As we have already found out, for this particular testcase the bug can be circumvented in a few ways:

    My manually inserted joining point was not in the correct (optimal) position, but as it was still before the second [font=“Courier New”]__syncthreads()[/font] it was early enough to ensure correct execution.

    If the [font=“Courier New”]return[/font] statement in the untaken branch is removed, the JIT compiler correctly inserts the joining point, so everything works as expected.

    If the order of the clauses in the [font=“Courier New”]if( threadIdx.x == 0 )[/font] conditional is reversed, for some reason the compiler resorts to predicated instructions instead of branching, thus preventing divergence and leading to the correct behavior.

Thanks, Dietepiet, for providing this excellent testcase. I think it’s up to Nvidia now to find and fix the bug that leads to the missed reconvergence point (unless it is already fixed in the latest drivers, maybe someone can try this out).

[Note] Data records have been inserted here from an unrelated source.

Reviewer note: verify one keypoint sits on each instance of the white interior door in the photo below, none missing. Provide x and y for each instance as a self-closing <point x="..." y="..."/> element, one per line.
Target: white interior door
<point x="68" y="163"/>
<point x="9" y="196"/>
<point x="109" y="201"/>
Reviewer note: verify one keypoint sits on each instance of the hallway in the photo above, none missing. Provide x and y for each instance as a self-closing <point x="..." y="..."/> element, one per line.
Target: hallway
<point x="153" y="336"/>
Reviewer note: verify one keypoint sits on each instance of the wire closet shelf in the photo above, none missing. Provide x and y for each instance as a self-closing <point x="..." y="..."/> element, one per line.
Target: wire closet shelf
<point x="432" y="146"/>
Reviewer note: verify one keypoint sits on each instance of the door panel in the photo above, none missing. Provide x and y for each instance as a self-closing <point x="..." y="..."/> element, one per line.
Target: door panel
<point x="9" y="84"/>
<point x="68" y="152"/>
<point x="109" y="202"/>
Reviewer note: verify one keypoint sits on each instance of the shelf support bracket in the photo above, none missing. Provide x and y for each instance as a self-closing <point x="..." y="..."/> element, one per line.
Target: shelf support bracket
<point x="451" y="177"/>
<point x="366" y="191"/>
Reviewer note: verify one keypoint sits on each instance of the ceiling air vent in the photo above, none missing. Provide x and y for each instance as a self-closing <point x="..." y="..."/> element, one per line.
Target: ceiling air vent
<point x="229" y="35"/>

I’ll test it tomorrow with the latest compiler and file a bug if it’s still broken. I suspected a bug initially, although I didn’t want to confirm it as such without more investigation. When people have brought this kind of issue up in the past, the problem was always related to race conditions in which part of a warp executes an intra-warp branch first. This didn’t look like that because this test case is straightforward, but I wanted to be sure.

Note that my previous statement about scheduling still holds.